Athena, Poseidon, dan Aphrodite



             Pulang sekolah hari ini, aku pergi ke SMPku lagi. Aku berpapasan dengan Trisha, adik kelasku, dan mengatakan bahwa Adam dan Shanin ada di dekat sungai. Setelah mengucap terimakasih, aku lalu pergi ke ceruk dekat sungai yang dimaksud. Ternyata tidak hanya Adam dan Shanin, tetapi juga ada Adrian dan Ashila. “Hai!” seruku, sambil menyibakkan beberapa ranting pohon. Keempat temanku menoleh, “Amelisa!” seru mereka, lalu mengajakku bergabung.
            Kami mulai memasuki SMA duapuluhtiga hari yang lalu, tetapi sepertinya tidak mudah melupakan sekolah ini –terutama tempat ini. Hampir setiap hari, bergiliran kami datang ke ceruk dekat sungai. Sekadar untuk menyendiri, atau bernostalgia, atau tukar cerita, seperti hari ini.
            “Aku nggak bisa move on!” teriak Adam, tangannya mencabuti rumput dengan kasar.

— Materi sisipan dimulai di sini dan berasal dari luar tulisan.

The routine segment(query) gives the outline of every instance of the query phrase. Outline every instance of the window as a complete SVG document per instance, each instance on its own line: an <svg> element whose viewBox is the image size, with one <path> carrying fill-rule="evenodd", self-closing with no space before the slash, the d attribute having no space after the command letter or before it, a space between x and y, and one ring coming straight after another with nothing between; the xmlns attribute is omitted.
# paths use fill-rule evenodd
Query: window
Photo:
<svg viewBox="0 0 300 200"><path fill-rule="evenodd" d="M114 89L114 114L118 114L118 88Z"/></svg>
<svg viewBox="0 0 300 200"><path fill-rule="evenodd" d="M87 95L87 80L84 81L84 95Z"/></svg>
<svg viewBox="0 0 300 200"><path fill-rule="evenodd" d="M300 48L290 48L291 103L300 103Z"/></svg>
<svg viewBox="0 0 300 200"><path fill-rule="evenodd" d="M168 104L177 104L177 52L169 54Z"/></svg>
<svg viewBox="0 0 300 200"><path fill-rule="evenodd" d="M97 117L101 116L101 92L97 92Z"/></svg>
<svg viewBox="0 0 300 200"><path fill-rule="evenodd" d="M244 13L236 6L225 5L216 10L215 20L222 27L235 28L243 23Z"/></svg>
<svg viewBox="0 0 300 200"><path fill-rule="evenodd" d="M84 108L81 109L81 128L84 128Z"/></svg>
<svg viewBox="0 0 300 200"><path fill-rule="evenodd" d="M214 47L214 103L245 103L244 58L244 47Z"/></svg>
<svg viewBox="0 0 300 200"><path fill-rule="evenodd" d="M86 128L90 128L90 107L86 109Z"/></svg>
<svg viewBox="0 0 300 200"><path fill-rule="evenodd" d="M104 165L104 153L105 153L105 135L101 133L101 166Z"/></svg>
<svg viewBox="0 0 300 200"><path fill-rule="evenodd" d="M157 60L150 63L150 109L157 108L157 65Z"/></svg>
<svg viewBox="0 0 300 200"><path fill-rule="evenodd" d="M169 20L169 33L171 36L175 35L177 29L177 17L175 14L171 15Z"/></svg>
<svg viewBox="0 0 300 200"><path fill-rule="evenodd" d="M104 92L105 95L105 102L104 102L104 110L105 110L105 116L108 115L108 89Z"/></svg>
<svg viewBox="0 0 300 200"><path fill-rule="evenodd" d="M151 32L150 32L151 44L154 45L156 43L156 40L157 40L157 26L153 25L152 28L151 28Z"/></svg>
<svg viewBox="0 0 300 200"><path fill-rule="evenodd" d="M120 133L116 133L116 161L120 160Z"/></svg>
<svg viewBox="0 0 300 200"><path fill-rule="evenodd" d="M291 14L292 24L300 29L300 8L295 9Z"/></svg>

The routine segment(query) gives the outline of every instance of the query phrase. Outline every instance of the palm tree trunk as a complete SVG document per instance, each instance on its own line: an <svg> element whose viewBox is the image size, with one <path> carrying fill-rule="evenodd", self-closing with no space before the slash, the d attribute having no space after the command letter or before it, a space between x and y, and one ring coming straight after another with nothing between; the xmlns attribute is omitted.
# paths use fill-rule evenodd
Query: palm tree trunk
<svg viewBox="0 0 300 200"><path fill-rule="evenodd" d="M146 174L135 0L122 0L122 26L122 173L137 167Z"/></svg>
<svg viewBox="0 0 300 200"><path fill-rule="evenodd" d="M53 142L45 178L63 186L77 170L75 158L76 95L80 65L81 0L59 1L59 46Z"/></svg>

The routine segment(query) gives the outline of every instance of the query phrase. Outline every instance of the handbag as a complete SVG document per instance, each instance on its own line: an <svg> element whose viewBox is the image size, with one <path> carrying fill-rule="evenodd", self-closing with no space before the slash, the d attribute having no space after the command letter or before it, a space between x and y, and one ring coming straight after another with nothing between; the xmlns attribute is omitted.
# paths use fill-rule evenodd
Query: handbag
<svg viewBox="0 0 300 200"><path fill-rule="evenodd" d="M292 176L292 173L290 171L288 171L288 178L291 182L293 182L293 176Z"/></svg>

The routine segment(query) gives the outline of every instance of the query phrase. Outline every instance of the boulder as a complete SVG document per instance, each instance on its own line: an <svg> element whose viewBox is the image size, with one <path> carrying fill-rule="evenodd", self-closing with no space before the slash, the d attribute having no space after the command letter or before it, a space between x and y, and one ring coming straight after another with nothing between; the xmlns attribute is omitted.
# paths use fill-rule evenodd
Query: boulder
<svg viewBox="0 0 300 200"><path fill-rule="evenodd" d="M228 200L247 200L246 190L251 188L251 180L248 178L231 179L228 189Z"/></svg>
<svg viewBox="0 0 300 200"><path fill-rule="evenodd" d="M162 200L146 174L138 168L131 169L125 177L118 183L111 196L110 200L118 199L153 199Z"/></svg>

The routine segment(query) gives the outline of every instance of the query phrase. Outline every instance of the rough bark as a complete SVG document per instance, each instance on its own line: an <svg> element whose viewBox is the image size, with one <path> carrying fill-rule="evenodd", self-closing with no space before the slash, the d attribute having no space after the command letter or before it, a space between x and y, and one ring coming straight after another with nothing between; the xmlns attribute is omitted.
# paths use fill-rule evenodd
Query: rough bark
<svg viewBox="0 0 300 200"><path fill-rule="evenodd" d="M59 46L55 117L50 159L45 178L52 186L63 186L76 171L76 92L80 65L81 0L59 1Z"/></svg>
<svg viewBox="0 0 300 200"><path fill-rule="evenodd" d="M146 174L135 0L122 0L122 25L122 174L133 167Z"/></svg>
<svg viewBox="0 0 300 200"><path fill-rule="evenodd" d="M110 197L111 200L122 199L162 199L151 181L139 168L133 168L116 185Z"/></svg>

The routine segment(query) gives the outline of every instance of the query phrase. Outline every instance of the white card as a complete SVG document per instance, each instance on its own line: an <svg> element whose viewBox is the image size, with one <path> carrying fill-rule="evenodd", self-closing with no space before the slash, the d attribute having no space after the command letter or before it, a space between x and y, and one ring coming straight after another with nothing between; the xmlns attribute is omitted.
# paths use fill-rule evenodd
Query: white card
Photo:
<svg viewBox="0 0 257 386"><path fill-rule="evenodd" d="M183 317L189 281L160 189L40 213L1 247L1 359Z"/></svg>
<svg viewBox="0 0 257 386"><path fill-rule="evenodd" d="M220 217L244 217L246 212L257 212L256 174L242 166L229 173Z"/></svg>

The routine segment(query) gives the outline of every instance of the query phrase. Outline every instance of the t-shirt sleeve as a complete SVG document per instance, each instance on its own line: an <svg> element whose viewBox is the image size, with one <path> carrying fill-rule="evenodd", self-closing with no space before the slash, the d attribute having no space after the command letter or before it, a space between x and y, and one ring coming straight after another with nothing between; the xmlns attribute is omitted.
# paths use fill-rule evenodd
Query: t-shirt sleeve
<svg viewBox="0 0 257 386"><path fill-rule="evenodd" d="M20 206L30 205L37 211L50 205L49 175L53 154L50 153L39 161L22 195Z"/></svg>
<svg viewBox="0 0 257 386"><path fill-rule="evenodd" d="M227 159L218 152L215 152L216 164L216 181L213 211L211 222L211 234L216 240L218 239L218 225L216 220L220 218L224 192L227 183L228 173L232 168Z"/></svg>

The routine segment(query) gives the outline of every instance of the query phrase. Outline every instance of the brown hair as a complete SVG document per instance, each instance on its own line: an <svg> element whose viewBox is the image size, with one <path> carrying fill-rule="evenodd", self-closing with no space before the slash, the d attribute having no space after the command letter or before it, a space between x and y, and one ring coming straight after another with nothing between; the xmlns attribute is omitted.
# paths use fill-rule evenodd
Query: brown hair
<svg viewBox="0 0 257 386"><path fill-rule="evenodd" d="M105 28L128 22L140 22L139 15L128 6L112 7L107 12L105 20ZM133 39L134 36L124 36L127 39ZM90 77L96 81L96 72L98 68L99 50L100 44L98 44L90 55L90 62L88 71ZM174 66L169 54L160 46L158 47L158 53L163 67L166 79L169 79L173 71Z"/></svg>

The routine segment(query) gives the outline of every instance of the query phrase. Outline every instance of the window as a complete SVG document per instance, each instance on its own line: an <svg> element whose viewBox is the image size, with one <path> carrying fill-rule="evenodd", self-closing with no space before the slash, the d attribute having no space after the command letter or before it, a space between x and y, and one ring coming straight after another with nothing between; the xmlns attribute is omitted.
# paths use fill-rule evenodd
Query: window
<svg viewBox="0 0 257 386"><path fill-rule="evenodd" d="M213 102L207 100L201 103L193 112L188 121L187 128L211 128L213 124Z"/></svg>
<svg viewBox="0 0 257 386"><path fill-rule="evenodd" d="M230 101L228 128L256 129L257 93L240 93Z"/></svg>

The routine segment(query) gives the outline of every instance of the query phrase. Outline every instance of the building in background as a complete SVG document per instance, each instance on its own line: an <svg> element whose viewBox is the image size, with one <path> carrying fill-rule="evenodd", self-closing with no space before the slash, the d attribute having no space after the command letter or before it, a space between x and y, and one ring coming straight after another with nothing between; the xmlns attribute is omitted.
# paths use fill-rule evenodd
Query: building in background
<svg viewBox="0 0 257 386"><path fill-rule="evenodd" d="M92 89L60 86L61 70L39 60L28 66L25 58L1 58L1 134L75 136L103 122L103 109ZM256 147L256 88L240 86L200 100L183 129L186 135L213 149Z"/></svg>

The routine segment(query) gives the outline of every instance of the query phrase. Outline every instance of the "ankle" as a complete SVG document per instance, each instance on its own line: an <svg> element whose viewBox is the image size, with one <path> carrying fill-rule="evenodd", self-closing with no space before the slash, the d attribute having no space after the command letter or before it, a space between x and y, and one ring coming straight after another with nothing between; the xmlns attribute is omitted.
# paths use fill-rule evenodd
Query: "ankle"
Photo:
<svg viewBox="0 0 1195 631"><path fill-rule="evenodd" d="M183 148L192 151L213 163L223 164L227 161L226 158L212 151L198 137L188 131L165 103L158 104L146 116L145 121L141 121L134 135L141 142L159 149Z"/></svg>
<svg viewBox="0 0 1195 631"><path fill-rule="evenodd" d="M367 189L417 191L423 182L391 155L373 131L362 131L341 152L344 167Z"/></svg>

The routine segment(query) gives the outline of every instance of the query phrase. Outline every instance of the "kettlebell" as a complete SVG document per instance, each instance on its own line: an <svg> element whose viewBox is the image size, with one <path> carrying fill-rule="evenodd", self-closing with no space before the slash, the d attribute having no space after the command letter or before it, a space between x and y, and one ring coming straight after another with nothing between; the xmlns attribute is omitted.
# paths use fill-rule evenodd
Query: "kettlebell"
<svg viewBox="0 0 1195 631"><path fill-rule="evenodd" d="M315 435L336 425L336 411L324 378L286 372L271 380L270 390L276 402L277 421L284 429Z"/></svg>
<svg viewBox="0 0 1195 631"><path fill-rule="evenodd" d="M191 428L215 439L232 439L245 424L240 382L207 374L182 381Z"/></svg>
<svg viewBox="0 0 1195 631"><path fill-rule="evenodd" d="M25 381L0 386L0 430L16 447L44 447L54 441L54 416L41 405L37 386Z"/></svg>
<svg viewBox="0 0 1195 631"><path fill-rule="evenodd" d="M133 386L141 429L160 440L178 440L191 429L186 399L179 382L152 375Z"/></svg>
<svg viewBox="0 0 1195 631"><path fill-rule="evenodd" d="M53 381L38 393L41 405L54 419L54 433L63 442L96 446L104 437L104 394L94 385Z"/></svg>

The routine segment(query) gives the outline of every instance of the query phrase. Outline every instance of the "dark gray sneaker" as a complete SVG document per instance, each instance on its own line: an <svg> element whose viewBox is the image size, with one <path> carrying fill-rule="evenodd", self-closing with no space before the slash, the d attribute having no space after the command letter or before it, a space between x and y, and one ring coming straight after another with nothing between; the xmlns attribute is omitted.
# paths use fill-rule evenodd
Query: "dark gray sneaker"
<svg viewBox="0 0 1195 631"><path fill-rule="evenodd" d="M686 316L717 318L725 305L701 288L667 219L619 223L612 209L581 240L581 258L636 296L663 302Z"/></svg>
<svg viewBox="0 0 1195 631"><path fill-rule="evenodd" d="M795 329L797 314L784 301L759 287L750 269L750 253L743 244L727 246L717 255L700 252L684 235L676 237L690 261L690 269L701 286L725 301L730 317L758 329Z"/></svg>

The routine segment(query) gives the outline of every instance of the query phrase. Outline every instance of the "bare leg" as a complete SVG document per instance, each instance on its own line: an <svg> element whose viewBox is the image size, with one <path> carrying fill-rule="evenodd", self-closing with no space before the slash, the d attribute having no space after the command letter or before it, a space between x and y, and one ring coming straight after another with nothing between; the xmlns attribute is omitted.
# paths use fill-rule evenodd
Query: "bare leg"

Aku, Shanin, dan Adrian tertawa, tetapi segera terhenti oleh perkataan Ashila. “Aku juga,” katanya, “Guruku di SMA lebih galak dari pada guru kita dulu, kalau mau tahu,” keluhnya.
            “Aku juga baru ketemu hukuman mengerikan sekarang ini di SMA,” aku menambahkan.
            “Bener,” gumam Shanin, “Kemarin aku disuruh cium tanah,”
            Adam menengok, “Apa?” tanyanya kaget.
            “Iya,” Shanin mengangguk, “Gara-gara terlambat sedikit waktu baris-berbaris. Di sangka nggak disiplin,” jelasnya.
            “Itu gila!” Ashila memekik.
            “Namanya juga SMA, tingkat yang lebih tinggi,” ujar Adrian. Adam lalu memasang air muka kaget, “Hah? Kamu bisa bijaksana?” sindirnya. “Dia hanya kemasukan dewi Athena, tenang aja, Dam,” komentar Shanin, lalu kami tertawa. Ada luapan kebahagiaan atas kebersamaan kami dalam tawa itu.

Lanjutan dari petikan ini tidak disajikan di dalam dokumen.